Il secondo fattore è lo squilibrio sociale, che contrappone ad una ristretta cerchia di funzionari e proprietari terrieri ricchissimi una massa sterminata di cittadini liberi (artigiani, commercianti, ecc.) sempre sul filo dell’indigenza, e di schiavi privi di ogni diritto.

Il terzo fattore è l’inadeguatezza coesiva della cultura. Alla potenza militare e economica e ai codici di diritto non corrisponde una quadro di valori culturali atti ad assicurare l’unità dell’Impero. I mos maiorum riguardano un mondo sempre più lontano nel tempo. La religione romana, che si fonda sulla pax deorum e sull’estensione del Pantheon, che raccoglie le divinità delle varie religioni dei popoli conquistati, è una religione prevalentemente cultuale, che non ha spessore spirituale né un orizzonte oltramondano. I ceti colti rimediano accogliendole influenze della filosofia greca e trasformando la religione in una norma di saggezza. I ceti popolari sono sempre più inclini a coltivare i culti misterici orientali e a cadere preda della superstizione.

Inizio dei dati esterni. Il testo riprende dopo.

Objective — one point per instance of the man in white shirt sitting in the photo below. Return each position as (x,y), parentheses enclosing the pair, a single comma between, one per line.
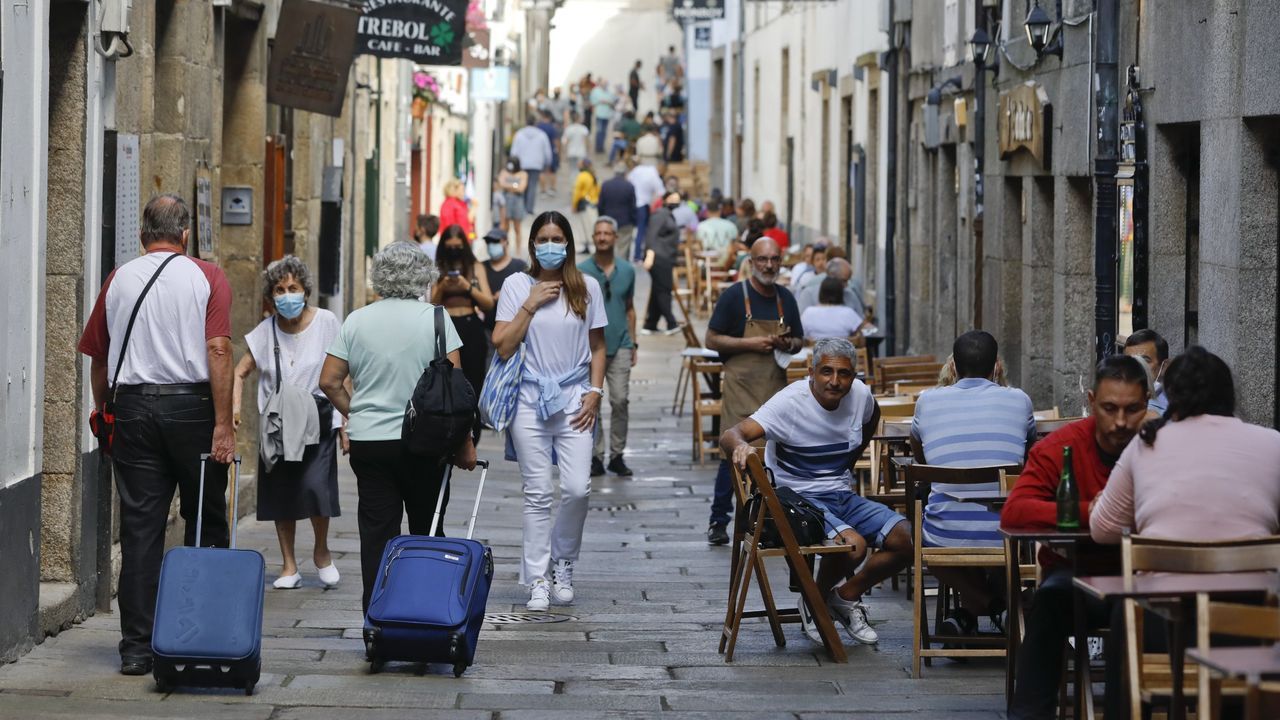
(816,429)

L’Impero romano è, in breve, una società di esclusi, la cui prospettiva di vita è sostanzialmente mediocre se non addirittura miserabile. La gente umile si appella agli dei pagani per sentirsi al riparo dai mali: essi, che spesso tradiscono quest’aspettativa, non hanno alcun potere di promettere la felicità.

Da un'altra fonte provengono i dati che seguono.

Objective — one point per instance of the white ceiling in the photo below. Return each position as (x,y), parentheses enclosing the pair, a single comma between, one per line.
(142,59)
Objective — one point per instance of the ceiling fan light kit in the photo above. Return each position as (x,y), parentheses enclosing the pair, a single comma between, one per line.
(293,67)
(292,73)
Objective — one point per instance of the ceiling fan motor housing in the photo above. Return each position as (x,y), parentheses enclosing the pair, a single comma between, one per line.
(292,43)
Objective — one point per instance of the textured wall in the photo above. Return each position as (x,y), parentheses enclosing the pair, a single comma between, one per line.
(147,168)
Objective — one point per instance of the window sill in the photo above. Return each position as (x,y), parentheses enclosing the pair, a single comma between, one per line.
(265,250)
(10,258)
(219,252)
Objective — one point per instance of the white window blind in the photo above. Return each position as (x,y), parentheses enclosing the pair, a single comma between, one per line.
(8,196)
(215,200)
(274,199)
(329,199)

C’è insomma un humus fertile per una religione che promette la beatitudine della vita eterna. E’ la prospettiva escatologica, come già detto, l’arma vincente del Cristianesimo nei confronti del paganesimo. Nonostante il monito di Paolo di Tarso a non considerare imminente il ritorno di Cristo sulla terra, tale prospettiva si mantiene sino alla metà del III secolo. Essa è validamente supportata peraltro dall’organizzazione delle comunità cristiane, che, in una certa misura, anticipano il regno dei cieli. L’accesso alla comunità cristiana consente di rimediare magicamente all’esclusione sociale vigente nel mondo in nome dell’uguaglianza, come pure di avvalersi dell’aiuto materiale della comunità stessa. Ma la partecipazione comunitaria serve soprattutto a respirare l’aria dell’aldilà.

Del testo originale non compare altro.